From Prevention to Process
Noise reduction demands structure and discipline. Kahneman calls this decision hygiene—a set of preventive measures that work like handwashing against judgment infection. Checklists, sequencing of information, and independent aggregation create clean decision environments. In forensics, “linear sequential unmasking” ensures examiners judge evidence before seeing biasing context (as in the Brandon Mayfield case). In hiring, structured interviews and the Mediating Assessments Protocol apply decomposition, independence, and delayed intuition to suppress halo and cascade effects.
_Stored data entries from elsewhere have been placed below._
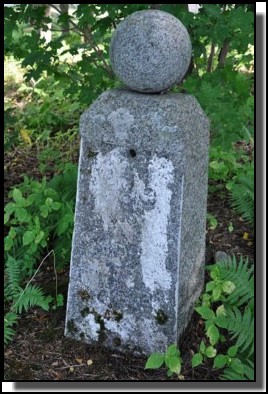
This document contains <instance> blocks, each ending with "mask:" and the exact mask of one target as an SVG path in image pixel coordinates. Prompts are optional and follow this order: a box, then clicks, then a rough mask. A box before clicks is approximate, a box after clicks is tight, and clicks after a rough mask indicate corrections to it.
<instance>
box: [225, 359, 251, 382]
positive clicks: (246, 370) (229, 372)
mask: <svg viewBox="0 0 268 394" xmlns="http://www.w3.org/2000/svg"><path fill="white" fill-rule="evenodd" d="M240 361H241V366H242V369H243V374H242V373H239V372H237V371H234V370H233V369H232V368H231V367H230V366H228V367H225V368H224V370H223V373H222V374H221V375H220V379H221V380H254V377H255V376H254V364H253V363H252V362H251V361H250V360H249V359H245V360H243V359H242V360H241V359H240Z"/></svg>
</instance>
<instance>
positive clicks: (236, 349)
mask: <svg viewBox="0 0 268 394" xmlns="http://www.w3.org/2000/svg"><path fill="white" fill-rule="evenodd" d="M237 350H238V347H237V346H236V345H234V346H231V347H230V348H229V349H228V352H227V354H228V356H229V357H235V356H236V353H237Z"/></svg>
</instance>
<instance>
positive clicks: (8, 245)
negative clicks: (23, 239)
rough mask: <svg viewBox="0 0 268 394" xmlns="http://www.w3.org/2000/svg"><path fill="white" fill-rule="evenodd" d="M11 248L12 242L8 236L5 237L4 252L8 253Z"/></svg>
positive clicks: (9, 236) (11, 238)
mask: <svg viewBox="0 0 268 394" xmlns="http://www.w3.org/2000/svg"><path fill="white" fill-rule="evenodd" d="M12 246H13V240H12V238H11V237H10V236H7V237H5V250H6V251H9V250H10V249H11V248H12Z"/></svg>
Yet structure is not free. Rules can constrain discretion, feel dehumanizing, and invite gaming. The authors end by helping you weigh rules vs. standards: opt for rules when repeatable criteria exist and stakes are high; favor standards when flexibility and moral evolution matter. Hybrid systems combining rule-based reliability with judgment-based adaptability are often best.
Core message
Wherever there is judgment, there is noise—and usually more than you think. Make it visible, measure it, and then treat decision hygiene as your defense against the invisible lottery of human judgment.
In essence, Noise is both diagnosis and prescription: diagnose error by distinguishing bias from noise, then prescribe hygiene—structured processes, independence, aggregation—to make human decision-making fairer, cheaper, and more reliable.